Two failure domains were configured for this Edge Cluster as per Broadcom Documentation:

  • Failure Domain 1: Edge-Node-K-01, Edge-Node-N-01
  • Failure Domain 2: Edge-Node-K-02, Edge-Node-N-02

The customer successfully removed Edge-Node-K-02. However, when attempting to remove Edge-Node-N-02, the following error appeared:

Found errors in the request. Please refer to the related errors for details. (Error code: 15000)
[Fabric] Edge cluster should have transport nodes from at least two failure domains, if failure-domain-based allocation enabled. (Error code: 15021)

This occurred because, with failure-domain-based allocation enabled, at least one Edge Node must remain in each failure domain.

Environment

VMware NSX

Cause

The error is expected behavior. Both nodes in Failure Domain 2 were:

  • Edge-Node-K-01
  • Edge-Node-N-02

As per NSX requirements, when failure-domain-based allocation is enabled, at least one Edge Node must remain in each configured failure domain. Removing the last node from a failure domain is blocked by design.

Resolution

To remove the Edge Node, the failure-domain-based allocation rule must first be removed from the Edge Cluster.

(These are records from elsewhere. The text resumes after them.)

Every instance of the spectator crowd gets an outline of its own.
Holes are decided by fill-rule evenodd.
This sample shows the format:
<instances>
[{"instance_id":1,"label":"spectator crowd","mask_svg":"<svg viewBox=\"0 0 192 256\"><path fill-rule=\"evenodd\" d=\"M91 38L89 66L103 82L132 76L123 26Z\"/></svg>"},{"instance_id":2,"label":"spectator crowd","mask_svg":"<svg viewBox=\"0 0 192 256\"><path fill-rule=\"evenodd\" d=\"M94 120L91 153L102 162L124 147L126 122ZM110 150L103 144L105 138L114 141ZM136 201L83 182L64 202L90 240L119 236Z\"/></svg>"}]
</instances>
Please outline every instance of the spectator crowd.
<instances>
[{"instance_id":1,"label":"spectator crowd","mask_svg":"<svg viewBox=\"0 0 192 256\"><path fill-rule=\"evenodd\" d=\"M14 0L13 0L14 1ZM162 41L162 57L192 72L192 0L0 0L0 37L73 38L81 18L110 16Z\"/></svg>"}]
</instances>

Step 1: Remove allocation rule from the Edge Cluster

  1. Perform a GET on the Edge Cluster:

    GET
    https://<NSXMGRIP>/api/v1/edge-clusters/<edgeClusterId>

  2. In the response payload, remove the allocation rule section:

    "allocation_rules" : [ {
        "action" : {
          "enabled" : true,
          "action_type" : "AllocationBasedOnFailureDomain"
        }
      } ],
  3. Perform a PUT with the updated payload (without the allocation rule):

    PUT
    https://<NSXMGRIP>/api/v1/edge-clusters/<edgeClusterId>

Step 2: Remove the Edge Node from the Edge Cluster

  • This can be done via the NSX Manager UI.

Step 3: Delete the Edge Transport Node

  • This can also be done via the NSX Manager UI.

Step 4 (Optional): Delete the user-created failure domain

  • If the failure domain is no longer used by any transport nodes, it can be deleted:

    DELETE
    https://<NSXMGRIP>/api/v1/failure-domains/<failureDomainId>

Additional Information

Once Edge-Node-N-02 is removed, it will not be possible to re-enable the failure-domain-based allocation on the Edge Cluster, because the remaining Edge Nodes will belong to the same failure domain. Enabling this feature requires nodes across at least two different failure domains.